Friday, January 14, 2005

Train of thought

Way back when we were embarking a train journey, we bought a book for Helena, hoping to keep her fascinated and occupied. About a train! (It was actually J-F who picked it out, but he can't have read it or he would've mocked its strong environmental message.)

Oi! Get off our Train, by John Burningham.

Helena had no interest in this book until very recently. It's a mystery to me what draws her to any particular book and how her attachment to it then borders on obsessive to the exclusion of all else, at least temporarily.

We've only read the story in its entirety a couple of times. Helena gets stuck on page 5. The 2-page spread closes in on our hero's toy train as it churns to life. In the background, but taking up a lot of space, is the boy's bedside table, fronted with a cabinet door.

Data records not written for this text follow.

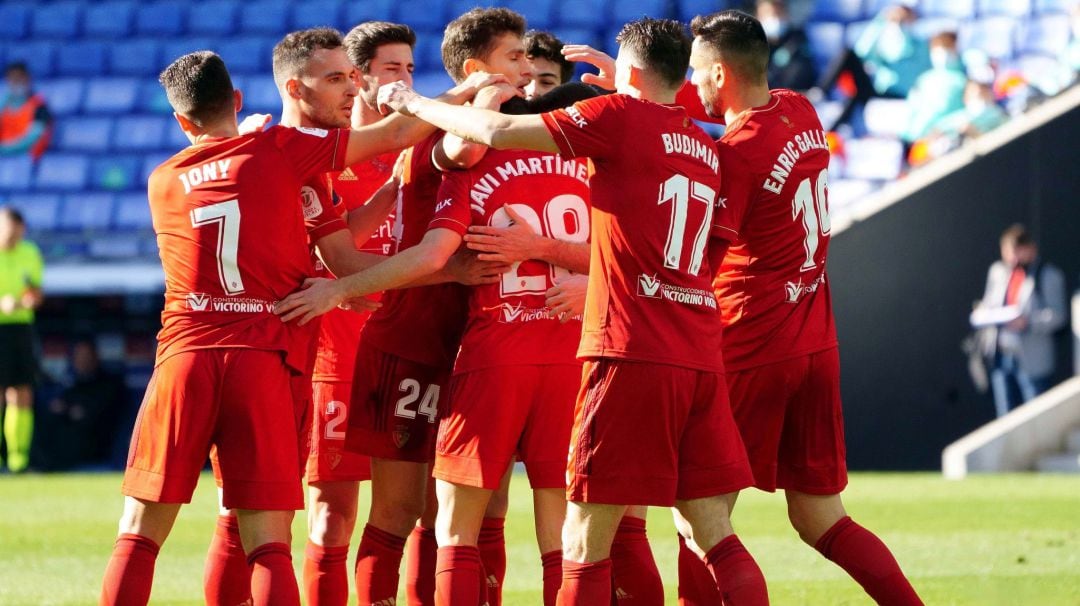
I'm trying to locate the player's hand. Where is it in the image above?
[464,204,543,264]
[446,250,510,286]
[376,80,423,116]
[273,278,345,326]
[544,273,589,323]
[563,44,615,91]
[240,113,273,135]
[338,297,382,313]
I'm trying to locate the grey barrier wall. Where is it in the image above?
[828,103,1080,470]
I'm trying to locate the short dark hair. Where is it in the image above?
[345,21,416,73]
[690,11,769,81]
[443,9,525,82]
[1001,223,1035,246]
[158,51,233,126]
[0,206,26,227]
[525,29,573,82]
[273,27,341,87]
[615,17,690,86]
[3,60,30,78]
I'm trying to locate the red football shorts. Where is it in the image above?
[346,340,449,462]
[122,348,303,510]
[566,358,753,507]
[433,364,581,490]
[307,381,372,484]
[728,348,848,495]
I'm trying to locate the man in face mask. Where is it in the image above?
[757,0,818,91]
[0,63,53,160]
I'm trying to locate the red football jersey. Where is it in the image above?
[431,149,589,373]
[312,152,397,382]
[714,89,837,371]
[543,95,723,371]
[363,132,468,368]
[148,126,349,372]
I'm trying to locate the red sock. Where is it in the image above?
[203,515,252,606]
[540,550,563,606]
[610,516,664,606]
[100,535,161,606]
[247,543,300,606]
[476,517,507,606]
[705,535,769,606]
[303,541,349,606]
[555,560,611,606]
[814,517,922,606]
[678,535,720,606]
[435,546,487,606]
[405,526,438,606]
[354,524,405,606]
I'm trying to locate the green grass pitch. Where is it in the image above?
[0,473,1080,606]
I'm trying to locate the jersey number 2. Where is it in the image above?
[191,200,244,296]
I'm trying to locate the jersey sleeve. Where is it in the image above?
[540,95,631,160]
[274,126,349,181]
[300,174,348,243]
[428,171,473,235]
[713,142,754,242]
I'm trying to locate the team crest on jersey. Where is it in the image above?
[187,293,210,311]
[300,185,323,220]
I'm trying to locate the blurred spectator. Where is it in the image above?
[33,341,125,471]
[525,30,573,98]
[971,225,1067,417]
[0,63,53,160]
[809,3,930,131]
[757,0,818,91]
[0,206,43,473]
[901,31,968,145]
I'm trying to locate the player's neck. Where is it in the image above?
[724,85,772,124]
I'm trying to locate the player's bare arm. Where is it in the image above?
[345,71,514,166]
[464,205,589,273]
[379,82,558,153]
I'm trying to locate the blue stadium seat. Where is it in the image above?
[810,0,863,23]
[240,0,288,36]
[807,23,845,69]
[556,0,608,29]
[112,191,153,229]
[83,0,135,40]
[135,0,187,36]
[1020,13,1071,55]
[56,117,112,152]
[30,2,82,39]
[959,17,1016,59]
[112,116,167,151]
[8,193,60,231]
[217,38,274,75]
[33,78,83,116]
[33,153,90,191]
[58,193,116,231]
[343,0,395,29]
[6,40,56,78]
[0,156,33,191]
[56,40,108,78]
[0,2,31,41]
[292,0,341,32]
[675,0,728,23]
[919,0,975,19]
[978,0,1031,17]
[82,78,139,113]
[109,38,165,76]
[188,0,240,36]
[90,153,146,191]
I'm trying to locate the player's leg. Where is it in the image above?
[435,477,491,606]
[777,349,921,605]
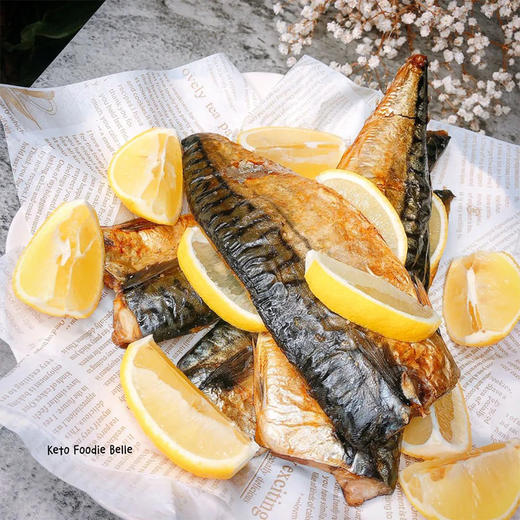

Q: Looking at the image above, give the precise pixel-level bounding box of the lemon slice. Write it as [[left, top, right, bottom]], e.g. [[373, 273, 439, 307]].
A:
[[316, 170, 408, 264], [401, 384, 471, 459], [305, 250, 440, 341], [177, 227, 266, 332], [120, 335, 257, 479], [399, 440, 520, 520], [237, 126, 345, 179], [108, 128, 182, 225], [429, 193, 448, 280], [13, 200, 105, 318], [443, 251, 520, 347]]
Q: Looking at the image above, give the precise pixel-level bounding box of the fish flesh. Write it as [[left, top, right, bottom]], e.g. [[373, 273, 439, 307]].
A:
[[112, 258, 217, 347], [183, 134, 458, 492], [101, 215, 195, 289], [338, 54, 432, 287], [254, 333, 398, 505], [183, 134, 412, 447], [177, 321, 256, 439], [102, 215, 217, 347], [426, 130, 451, 172]]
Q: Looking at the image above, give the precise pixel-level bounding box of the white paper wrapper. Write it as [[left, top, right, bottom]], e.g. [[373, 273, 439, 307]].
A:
[[0, 55, 520, 520]]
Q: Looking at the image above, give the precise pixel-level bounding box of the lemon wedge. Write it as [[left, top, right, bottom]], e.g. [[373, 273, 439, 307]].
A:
[[316, 170, 408, 264], [108, 128, 182, 225], [305, 250, 440, 341], [401, 384, 471, 459], [429, 193, 448, 280], [237, 126, 345, 179], [443, 251, 520, 347], [177, 227, 266, 332], [120, 335, 257, 479], [399, 440, 520, 520], [13, 200, 105, 318]]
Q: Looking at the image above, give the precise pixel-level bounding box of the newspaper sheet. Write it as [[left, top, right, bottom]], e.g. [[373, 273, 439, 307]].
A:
[[0, 54, 520, 520]]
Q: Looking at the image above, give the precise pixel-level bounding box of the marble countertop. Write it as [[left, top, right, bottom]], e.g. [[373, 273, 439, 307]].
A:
[[0, 0, 520, 520]]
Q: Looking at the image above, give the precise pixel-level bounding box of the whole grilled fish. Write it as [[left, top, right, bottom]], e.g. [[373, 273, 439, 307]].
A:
[[112, 258, 217, 346], [103, 215, 217, 346], [338, 54, 431, 287], [101, 215, 195, 289], [183, 134, 458, 486], [183, 134, 413, 456], [177, 321, 256, 439], [254, 333, 397, 505]]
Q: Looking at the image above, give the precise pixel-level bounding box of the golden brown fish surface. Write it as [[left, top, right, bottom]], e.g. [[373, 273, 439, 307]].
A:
[[338, 54, 431, 287], [103, 215, 217, 347], [254, 333, 392, 505], [183, 134, 458, 487], [101, 215, 195, 289]]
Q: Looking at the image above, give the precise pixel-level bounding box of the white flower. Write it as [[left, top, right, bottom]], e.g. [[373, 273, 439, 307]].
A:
[[272, 0, 520, 131], [341, 63, 352, 76], [275, 20, 287, 33], [401, 12, 417, 25], [368, 56, 379, 69], [453, 51, 464, 65]]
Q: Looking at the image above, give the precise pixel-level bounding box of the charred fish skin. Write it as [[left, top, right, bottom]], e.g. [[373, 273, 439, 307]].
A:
[[433, 189, 455, 215], [253, 333, 399, 505], [338, 54, 431, 287], [182, 134, 410, 451], [177, 321, 256, 439], [112, 259, 217, 346], [426, 130, 451, 172], [101, 215, 195, 289], [177, 321, 253, 388]]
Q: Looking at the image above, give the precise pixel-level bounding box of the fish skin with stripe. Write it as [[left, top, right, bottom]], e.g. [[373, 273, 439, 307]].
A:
[[102, 215, 217, 347], [177, 321, 256, 439], [183, 134, 458, 496], [338, 54, 432, 287]]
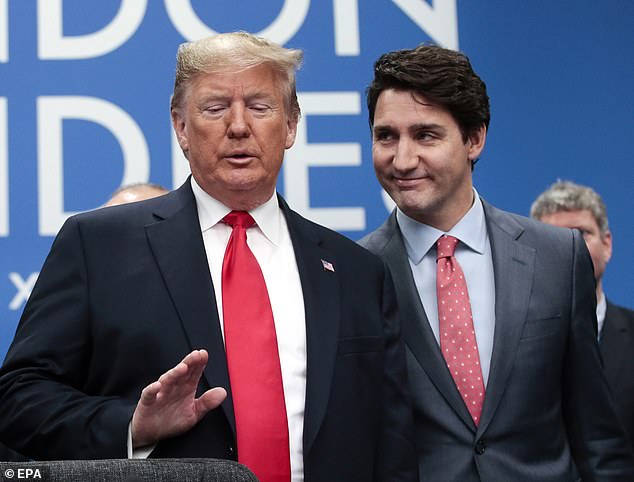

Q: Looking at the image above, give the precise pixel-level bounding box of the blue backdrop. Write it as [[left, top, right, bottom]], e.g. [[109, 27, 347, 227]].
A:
[[0, 0, 634, 359]]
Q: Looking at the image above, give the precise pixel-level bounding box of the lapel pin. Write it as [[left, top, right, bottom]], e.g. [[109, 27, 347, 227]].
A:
[[321, 259, 335, 273]]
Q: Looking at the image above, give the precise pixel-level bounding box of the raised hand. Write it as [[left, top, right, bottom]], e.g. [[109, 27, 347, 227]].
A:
[[131, 350, 227, 449]]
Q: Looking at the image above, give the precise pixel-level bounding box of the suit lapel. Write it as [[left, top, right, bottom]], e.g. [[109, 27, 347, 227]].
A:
[[378, 212, 475, 430], [280, 197, 341, 454], [478, 201, 535, 433], [146, 180, 235, 433]]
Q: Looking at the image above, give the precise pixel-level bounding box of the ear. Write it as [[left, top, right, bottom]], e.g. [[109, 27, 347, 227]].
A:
[[467, 124, 487, 161], [171, 108, 189, 155], [601, 231, 612, 264], [284, 116, 299, 149]]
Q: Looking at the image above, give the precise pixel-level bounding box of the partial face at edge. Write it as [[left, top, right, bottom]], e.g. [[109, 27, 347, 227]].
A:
[[540, 209, 612, 282]]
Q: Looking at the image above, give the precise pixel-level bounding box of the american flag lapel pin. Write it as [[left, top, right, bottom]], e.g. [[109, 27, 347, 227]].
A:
[[321, 259, 335, 273]]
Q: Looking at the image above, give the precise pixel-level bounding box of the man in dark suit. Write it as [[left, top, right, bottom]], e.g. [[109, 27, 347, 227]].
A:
[[0, 32, 418, 482], [361, 45, 634, 482], [531, 181, 634, 441]]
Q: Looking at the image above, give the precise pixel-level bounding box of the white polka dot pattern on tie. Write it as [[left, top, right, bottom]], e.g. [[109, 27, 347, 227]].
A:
[[436, 234, 484, 425]]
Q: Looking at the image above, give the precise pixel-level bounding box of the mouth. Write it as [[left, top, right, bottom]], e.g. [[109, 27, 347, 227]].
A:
[[224, 151, 256, 164], [392, 175, 430, 189]]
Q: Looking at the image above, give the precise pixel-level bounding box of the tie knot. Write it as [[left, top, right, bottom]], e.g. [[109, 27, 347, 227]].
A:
[[436, 234, 458, 259], [222, 211, 255, 229]]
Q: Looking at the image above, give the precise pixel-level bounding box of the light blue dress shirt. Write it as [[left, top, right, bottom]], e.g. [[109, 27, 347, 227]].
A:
[[396, 189, 495, 386]]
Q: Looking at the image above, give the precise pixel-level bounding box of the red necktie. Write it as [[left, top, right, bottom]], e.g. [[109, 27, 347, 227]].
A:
[[222, 211, 291, 482], [436, 235, 484, 425]]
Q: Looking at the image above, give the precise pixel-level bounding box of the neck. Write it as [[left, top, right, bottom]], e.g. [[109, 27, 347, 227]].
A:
[[597, 280, 604, 303]]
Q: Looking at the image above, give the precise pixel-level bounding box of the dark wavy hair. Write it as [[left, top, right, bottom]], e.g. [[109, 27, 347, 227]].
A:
[[366, 44, 491, 142]]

Helena needs to open that door.

She reaches into the page, grasping about for the knob. She knocks. She tries my keys, as if by this magic object she can shrink herself down to step through the looking glass, as it were, to unlock the mysteries that lie therein. Occasionally she looks around to the next page, but on her face is always disappointment, as if she's been cheated.

(I ended up housebound the other day, as I couldn't find my keys. They were last seen being used by Helena to unlock the door to her space capsule underneath the kitchen sink.)

I find this to be odd behaviour, but I can only assume it to be a common manifestation of a child's imagination in a particular phase of cognitive development, grappling with spatial perception, switching between 2 dimensions and 3, and the concept of representation.

Similarly, Helena shares her milk and cookies with the creatures of Jamberry, flicks bugs away from Kitten, and pets and kisses all her book friends.

It's as if she slips into another realm between the pages, literally being "lost in a good book."

That's a neat trick. Are we born with the ability to cross over, to give ourselves over, to suspend disbelief? Do we lose it (in varying degrees, from individual to individual) as we gain our footing in the material world?

I recently quoted psychologist Alison Gopnik as saying:
I believe, but cannot prove, that babies and young children are actually more conscious, more vividly aware of their external world and internal life, than adults are.


I also believe this, not as a psychologist, but as my child's observer. She is an empty and completely open vessel for whom time stretches in all directions, for whom space is an ongoing experiment. Too, she taps an emotional dimension, natural empath, pure of heart.

(See Gopnik's full answer to the question "What Do You Believe Is True Even Though You Cannot Prove It?")

I think that, for babies, every day is first love in Paris. Every wobbly step is skydiving, every game of hide and seek is Einstein in 1905.


(Believe it or not, what follows is connected.)

Salon discusses Martin Gladewell's book Blink:

At the heart of the book is a feature of human psychology that Gladwell calls "rapid cognition" — the ability of our brains to make snap decisions in the background, without our ever really consciously knowing about them.

This itself is a surprising idea; we're not aware, Gladwell says, how much work our brains do for us in secret — how they're always sizing things up, extracting meaning out of the tiniest details, constantly making sense of the world, even when we think we're not paying attention. What's more, as a culture we're trained to discount such rapid cognition in favor of deeper thinking and greater analysis. First impressions are never thought to be as reliable as lifelong studies.

Gladwell wants us to revisit the first impression. "The first task of 'Blink,'" he writes, "is to convince you of a simple fact: decisions made very quickly can be every bit as good as decisions made cautiously and deliberately." Listening to our snap judgments can be tricky business, however, and Gladwell documents the many ways in which our "internal computers" can be "thrown off, distracted, and disabled."


An exchange with the author.

The Implicit Association Test.
It is well known that people don't always 'speak their minds', and it is suspected that people don't always 'know their minds'. Understanding such divergences is important to scientific psychology.

I took a few of the tests. Although some of the results sit a little uncomfortably, they're not terribly surprising.

I believe children know more and are far wiser than we will ever give them credit. Though they may have less information, their's is a clean, unfettered path to knowing their minds and tapping the essential.